Spiele ich die höchste Karte einer geforderten Farbe, gewinne ich den Stich und eröffne den nächsten. Spiele ich die kleinste passende Karte, gewinne ich einen Chip, beispielsweise ein „Portal“, mit dem ich die Schattenfigur versetzen darf. Oder einen „Mondsplitter“, der mir, wenn ich zwei davon besitze, Punkte einbringt. Oder einen „Dolch“, den ich später vielleicht einsetzen kann, um jemanden zu eliminieren.
Alle gespielten Karten werden nach Farbe sortiert und offen ausgelegt. Sobald alle einer Farbe gespielt sind, löst dies ein „Ritual“ aus, das je nach Farbe unterschiedliche Folgen hat. Gleich vier der sieben Farben bewirken, dass ich jemanden eliminieren muss, falls ich einen Dolch besitze. Eine der Farben bewirkt, dass ich meine Rollenkarte mit einer anderen Person tauschen muss.
Was passiert? Jedes Nichtbedienen löst natürlich sofort Geraune aus. Wer die falsche Farbe legt, macht sich verdächtig und beteuert postwendend die Unschuld. Dumm, wenn sich später herausstellt, dass man hätte bedienen können. Meistens stellt es sich aber nicht heraus.
Wichtig ist das Anspiel. Für die Schatten wäre es eine gute Idee, mit einer Farbe zu eröffnen, die möglichst wenige bedienen können. Aber auch dies sollte nicht zu offensichtlich geschehen.
Und noch wichtiger sind die Rituale. Möglicherweise gelingt es mir, kurz vor Schluss meine Identität zu tauschen und in das Team zu wechseln, das sicher gewinnen wird, ohne dass ich je zu diesem Erfolg beigetragen habe. Und jemand aus diesem Team wird dazu verdonnert, ins Loser-Team zu wechseln.
Auch die Wirkung der Dolche ist gravierend. Optimalerweise hätte ich, sobald ich einen einsetzen muss, auch einen handfesten Verdacht, wer zu welchem Team gehört, und meuchle gezielt. Mit wachsender Spielerfahrung kommt dieser Bestfall aber immer seltener vor, und man meuchelt auf gut Glück. Im Zweifelsfall trifft es dann die Spieler:in mit den meisten Punkten.

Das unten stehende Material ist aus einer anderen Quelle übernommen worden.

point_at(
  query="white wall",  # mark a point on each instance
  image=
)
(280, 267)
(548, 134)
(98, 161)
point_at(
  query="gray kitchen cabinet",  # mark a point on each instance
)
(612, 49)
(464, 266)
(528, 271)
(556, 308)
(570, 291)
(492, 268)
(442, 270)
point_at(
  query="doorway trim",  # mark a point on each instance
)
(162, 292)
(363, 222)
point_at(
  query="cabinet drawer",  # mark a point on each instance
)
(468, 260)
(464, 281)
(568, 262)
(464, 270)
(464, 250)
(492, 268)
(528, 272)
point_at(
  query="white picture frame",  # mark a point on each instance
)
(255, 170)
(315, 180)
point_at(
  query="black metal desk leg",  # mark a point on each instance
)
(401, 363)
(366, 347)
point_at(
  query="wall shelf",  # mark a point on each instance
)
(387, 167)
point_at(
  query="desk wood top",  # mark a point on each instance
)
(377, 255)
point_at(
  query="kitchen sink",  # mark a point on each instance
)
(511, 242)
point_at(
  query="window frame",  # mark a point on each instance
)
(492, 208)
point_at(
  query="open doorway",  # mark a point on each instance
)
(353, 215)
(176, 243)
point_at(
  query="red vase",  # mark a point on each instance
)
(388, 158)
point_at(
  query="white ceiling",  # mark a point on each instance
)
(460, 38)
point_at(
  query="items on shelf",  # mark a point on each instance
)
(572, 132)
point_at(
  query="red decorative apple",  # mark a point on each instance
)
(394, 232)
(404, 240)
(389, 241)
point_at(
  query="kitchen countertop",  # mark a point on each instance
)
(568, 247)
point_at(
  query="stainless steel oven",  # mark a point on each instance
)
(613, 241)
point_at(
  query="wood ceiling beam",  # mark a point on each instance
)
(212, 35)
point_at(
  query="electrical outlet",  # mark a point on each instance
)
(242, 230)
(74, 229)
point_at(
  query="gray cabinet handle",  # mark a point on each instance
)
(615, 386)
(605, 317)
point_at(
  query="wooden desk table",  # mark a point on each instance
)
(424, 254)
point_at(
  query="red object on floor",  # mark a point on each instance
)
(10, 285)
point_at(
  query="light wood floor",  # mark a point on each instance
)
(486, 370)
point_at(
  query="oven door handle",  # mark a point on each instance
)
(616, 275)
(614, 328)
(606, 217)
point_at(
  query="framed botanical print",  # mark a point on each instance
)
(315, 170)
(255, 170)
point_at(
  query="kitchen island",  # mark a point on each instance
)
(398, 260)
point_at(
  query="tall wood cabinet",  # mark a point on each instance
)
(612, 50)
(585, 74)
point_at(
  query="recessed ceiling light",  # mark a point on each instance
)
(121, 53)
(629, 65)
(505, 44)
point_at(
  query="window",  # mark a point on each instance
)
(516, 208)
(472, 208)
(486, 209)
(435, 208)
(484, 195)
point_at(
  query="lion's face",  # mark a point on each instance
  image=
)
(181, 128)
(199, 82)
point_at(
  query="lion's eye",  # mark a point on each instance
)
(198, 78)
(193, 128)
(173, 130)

Was taugt es? SHAMANS gehört zu den Spielen, die mir im Laufe der Zeit schlechter gefielen als noch am Anfang. SHAMANS suggeriert, dass es als Schatten darauf ankäme, höchst subtil nicht zu bedienen, um so der Schattenfigur die entscheidenden Schritte zu ermöglichen. Nach meiner Erfahrung ist dies aber nur ein untergeordneter Aspekt.

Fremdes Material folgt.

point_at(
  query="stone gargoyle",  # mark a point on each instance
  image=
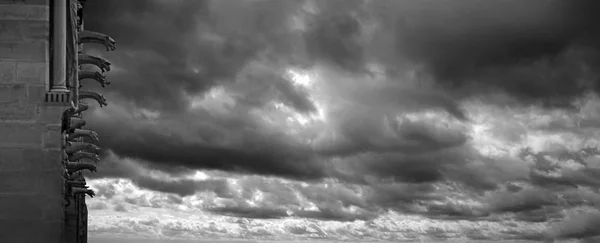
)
(75, 123)
(99, 62)
(101, 79)
(67, 115)
(77, 133)
(84, 155)
(87, 36)
(76, 183)
(84, 94)
(79, 190)
(73, 147)
(73, 167)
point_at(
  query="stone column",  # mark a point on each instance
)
(59, 47)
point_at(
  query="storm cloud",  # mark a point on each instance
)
(351, 111)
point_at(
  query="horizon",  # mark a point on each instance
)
(346, 121)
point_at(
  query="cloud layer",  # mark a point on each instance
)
(350, 113)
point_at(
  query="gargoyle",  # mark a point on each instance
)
(84, 155)
(76, 133)
(83, 94)
(101, 63)
(80, 108)
(75, 183)
(93, 75)
(73, 147)
(87, 36)
(75, 166)
(78, 190)
(70, 112)
(75, 123)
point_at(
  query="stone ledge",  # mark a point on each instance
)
(58, 98)
(24, 11)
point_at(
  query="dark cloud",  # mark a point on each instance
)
(525, 49)
(542, 52)
(250, 212)
(191, 47)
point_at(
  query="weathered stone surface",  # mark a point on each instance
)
(36, 94)
(50, 114)
(21, 206)
(54, 209)
(16, 30)
(34, 51)
(12, 105)
(12, 92)
(19, 182)
(30, 231)
(20, 134)
(17, 111)
(32, 10)
(35, 73)
(52, 137)
(7, 72)
(31, 160)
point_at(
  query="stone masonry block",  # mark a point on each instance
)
(32, 73)
(28, 2)
(45, 160)
(12, 105)
(39, 183)
(20, 134)
(52, 137)
(7, 72)
(17, 111)
(18, 30)
(31, 231)
(19, 182)
(51, 114)
(54, 208)
(30, 160)
(12, 92)
(33, 51)
(36, 94)
(25, 11)
(21, 206)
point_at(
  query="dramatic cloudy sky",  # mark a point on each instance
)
(348, 120)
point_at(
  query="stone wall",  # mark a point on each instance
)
(31, 185)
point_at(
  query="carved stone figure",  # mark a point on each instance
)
(75, 166)
(84, 155)
(77, 133)
(77, 190)
(93, 75)
(76, 183)
(75, 123)
(73, 147)
(99, 62)
(87, 36)
(83, 94)
(80, 108)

Viel trägt allein schon die Kartenverteilung dazu bei, ob das Ende der Laufskala erreicht wird oder nicht. Und ganz unabhängig davon beeinflussen vor allem die Rituale massiv die Punkteverteilung. Wer eliminiert wird, gewinnt am Ende der Runde keine Punkte. Deswegen rückt immer mehr in den Fokus, wie die letzten Karten einer Farbe fallen und wer die mächtigen Rituale ausführen darf.

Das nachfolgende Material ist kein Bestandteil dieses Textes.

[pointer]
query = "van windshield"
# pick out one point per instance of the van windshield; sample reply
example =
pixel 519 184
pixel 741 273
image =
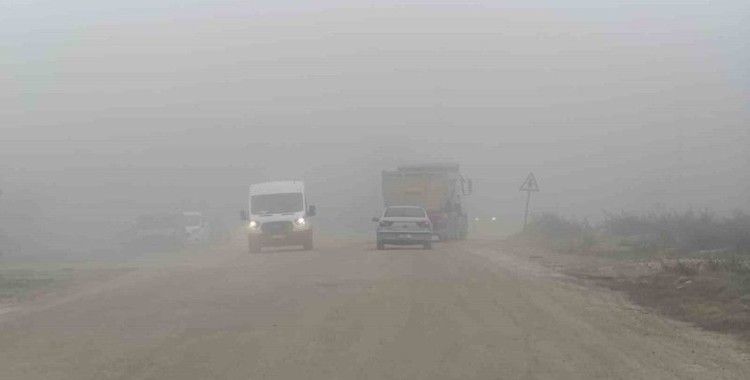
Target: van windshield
pixel 276 203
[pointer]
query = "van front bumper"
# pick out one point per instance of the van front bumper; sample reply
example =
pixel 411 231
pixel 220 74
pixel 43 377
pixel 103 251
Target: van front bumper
pixel 282 239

Da kann man nun argumentieren, genau dies (und nicht die Bedienfrage) sei eben der Kern des Spiels und mache SHAMANS bis zum Finale spannend. Ich sehe es anders. Eine für meine Begriffe gelungene Spannungskurve baut sich schon in den ersten Stichen spürbar auf. Und bricht nicht so schicksalhaft kurz vor Schluss über die Gruppe herein. Obwohl ich lustige und emotionale Partien erlebt habe, wenn jemand hereingelegt wurde, hat mich SHAMANS am Ende dann doch enttäuscht.
*** mäßig
SHAMANS von Cédrick Chaboussit für drei bis fünf Spieler:innen, Corax Games.